SELECT '/tmp/pgintro.pdf'::pdf::text @@ to_tsquery('postgres');
?column?
----------
t
(1 row)
SELECT '/tmp/pgintro.pdf'::pdf::text @@ to_tsquery('oracle');
?column?
----------
f
(1 row)
Document similarity with pg_trgm
You can use pg_trgm to get the similarity between two documents:
CREATE EXTENSION pg_trgm;
SELECT similarity('/tmp/pgintro.pdf'::pdf::text, '/tmp/sample.pdf'::pdf::text);
Metadata
The following functions are available:
-
pdf_title(pdf) → text
-
pdf_author(pdf) → text
-
pdf_num_pages(pdf) → integer
Total number of pages in the document
-
pdf_page(pdf, integer) → text
Get the i-th page as text
-
pdf_creator(pdf) → text
-
pdf_keywords(pdf) → text
-
pdf_metadata(pdf) → text
-
pdf_version(pdf) → text
-
pdf_subject(pdf) → text
-
pdf_creation(pdf) → timestamp
-
pdf_modification(pdf) → timestamp
SELECT pdf_title('/tmp/pgintro.pdf');
pdf_title
-------------------------
PostgreSQL Introduction
(1 row)
SELECT pdf_author('/tmp/pgintro.pdf');
pdf_author
------------
周正中
(1 row)
Getting a subset of pages
SELECT pdf_num_pages('/tmp/pgintro.pdf');
pdf_num_pages
---------------
24
(1 row)
SELECT pdf_page('/tmp/pgintro.pdf', 1);
pdf_page
------------------------------
Catalog +
PostgreSQL Origin +
Layout +
Features +
Enterprise Class Attribute+
Case
(1 row)
SELECT pdf_subject('/tmp/pgintro.pdf');
pdf_subject
-------------
(1 row)
SELECT pdf_creation('/tmp/pgintro.pdf');
pdf_creation
--------------------------
Wed Jul 20 11:13:37 2011
(1 row)
SELECT pdf_modification('/tmp/pgintro.pdf');
pdf_modification
--------------------------
Wed Jul 20 11:13:37 2011
(1 row)
SELECT pdf_creator('/tmp/pgintro.pdf');
pdf_creator
------------------------------------
Microsoft® Office PowerPoint® 2007
(1 row)
SELECT pdf_metadata('/tmp/pgintro.pdf');
pdf_metadata
--------------
(1 row)
SELECT pdf_version('/tmp/pgintro.pdf');
pdf_version
-------------
PDF-1.5
(1 row)
Installation
Install poppler dependencies
Linux
sudo apt install -y libpoppler-glib-dev pkg-config
Homebrew/MacOS
brew install poppler pkgconf
cd /tmp
git clone https://github.com/Florents-Tselai/pgpdf.git
cd pgpdf
make
make install # may need sudo
After the installation, in a session:
CREATE EXTENSION pgpdf;
Docker
Get the Docker image with:
docker pull florents/pgpdf:pg17
This adds pgpdf to the Postgres image (replace 17
with your Postgres server version, and run it the same way).

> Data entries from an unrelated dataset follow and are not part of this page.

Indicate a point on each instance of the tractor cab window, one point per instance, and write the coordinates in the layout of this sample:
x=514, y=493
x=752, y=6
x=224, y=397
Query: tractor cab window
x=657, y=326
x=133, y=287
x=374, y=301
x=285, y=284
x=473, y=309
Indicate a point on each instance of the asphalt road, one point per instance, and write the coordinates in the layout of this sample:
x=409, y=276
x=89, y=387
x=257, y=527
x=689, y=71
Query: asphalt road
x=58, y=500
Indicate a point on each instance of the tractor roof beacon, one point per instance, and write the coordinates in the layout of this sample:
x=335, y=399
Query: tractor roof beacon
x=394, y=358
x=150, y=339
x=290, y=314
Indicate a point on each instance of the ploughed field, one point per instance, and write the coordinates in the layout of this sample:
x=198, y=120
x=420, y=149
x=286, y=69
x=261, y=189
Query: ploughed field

Run the image in a container.
docker run --name pgpdf -p 5432:5432 -e POSTGRES_PASSWORD=pass florents/pgpdf:pg17
Through another terminal, connect to the running server (container).
PGPASSWORD=pass psql -h localhost -p 5432 -U postgres
[!WARNING] Reading arbitrary binary data (PDF) into your database can pose security risks. Only use this for files you trust.